Suspicious Parent Spawning Tiworker

Rule added on 20th February, 2024

In this page

Prerequisite:

The rule requires Sysmon to be enabled for proper functioning.

Rule type:

Correlation

Rule description:

This rule focuses on instances where a suspicious process spawns "tiworker.exe", a legitimate program related to Microsoft Defender. Abnormally high occurrences of this behavior might indicate an attempt to tamper with security software by launching a disguised malicious program.

Data source:

Windows: Network traffic, process

Relevant MITRE ATT&CK techniques and tactics:

Tactics: TA0004 - Privilege Escalation, TA0005 - Defense Evasion

Techniques: T1134 - Access Token Manipulation, T1036 - Masquerading

Sub-techniques: T1134.004 - Parent PID Spoofing

Criteria:

Suspicious parent spawning tiworker.exe

Target process: tiworker.exe

Condition: Parent process name does NOT end with any of the following:

  • Windows\System32\svchost.exe
  • Windows\SysWow64\svchost.exe
  • WINNT\system32\svchost.exe

tiworker.exe is normally spawned by a legitimate svchost.exe service. An unexpected parent process might indicate malicious activity.

When to enable this rule:

Enable this rule when the user wants to identify potential malware activities or privilege escalation attempts by detecting suspicious parent spawning of tiworker processes.
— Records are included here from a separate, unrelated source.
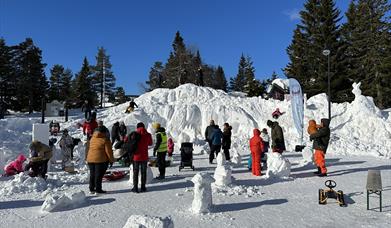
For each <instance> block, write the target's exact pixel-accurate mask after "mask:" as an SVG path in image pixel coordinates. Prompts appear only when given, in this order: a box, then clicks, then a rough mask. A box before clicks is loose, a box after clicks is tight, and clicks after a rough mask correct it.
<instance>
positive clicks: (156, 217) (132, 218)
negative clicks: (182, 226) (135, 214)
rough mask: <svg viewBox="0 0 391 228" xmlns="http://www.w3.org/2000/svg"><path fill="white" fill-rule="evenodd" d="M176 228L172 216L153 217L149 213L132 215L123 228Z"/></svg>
mask: <svg viewBox="0 0 391 228" xmlns="http://www.w3.org/2000/svg"><path fill="white" fill-rule="evenodd" d="M143 227H148V228H174V223H173V222H172V221H171V218H170V217H165V218H161V217H152V216H148V215H131V216H130V217H129V218H128V221H127V222H126V224H125V225H124V226H123V228H143Z"/></svg>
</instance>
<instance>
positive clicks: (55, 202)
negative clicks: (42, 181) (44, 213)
mask: <svg viewBox="0 0 391 228" xmlns="http://www.w3.org/2000/svg"><path fill="white" fill-rule="evenodd" d="M85 201H86V195H85V193H84V192H83V191H78V192H73V193H65V194H55V195H48V196H46V199H45V202H43V204H42V206H41V211H46V212H52V211H58V210H61V209H66V208H76V207H78V206H79V205H81V204H83V203H84V202H85Z"/></svg>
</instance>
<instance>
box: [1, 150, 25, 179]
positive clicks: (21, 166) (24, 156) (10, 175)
mask: <svg viewBox="0 0 391 228" xmlns="http://www.w3.org/2000/svg"><path fill="white" fill-rule="evenodd" d="M24 161H26V157H25V156H24V155H23V154H20V155H19V156H18V157H17V158H16V160H15V161H13V162H11V163H9V164H8V165H6V166H5V167H4V171H5V174H6V175H7V176H12V175H15V174H17V173H21V172H23V171H24V169H23V162H24Z"/></svg>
Compliance mapping (NIST, CIS):

Enabling this rule will help you comply with the below security standards' requirements:

NIST Cybersecurity Framework (CSF):

  • DE.DP-4: Detection Processes - Develop and implement processes to detect the occurrence of a cybersecurity event.
  • CIS Control: (4) Secure Configuration: Continuous Vulnerability Assessment and Remediation - Continuously acquire, assess, and take action on new information in order to identify vulnerabilities, remediate, and minimize the window of opportunity for attackers.

Next steps:

Upon triggering this alert, the following actions can be taken:

  • Identification: Mark this alert as a part of an existing incident or initiate a new incident. Assign the incident to an analyst for in-depth examination.
  • Analysis: Conduct an impact investigation and thoroughly analyze the degree of compromise utilizing the Incident Workbench to gain insights into the threat's severity.
  • Response: Initiate automated workflow execution to swiftly terminate the identified malicious process, leveraging Workflows for prompt mitigation.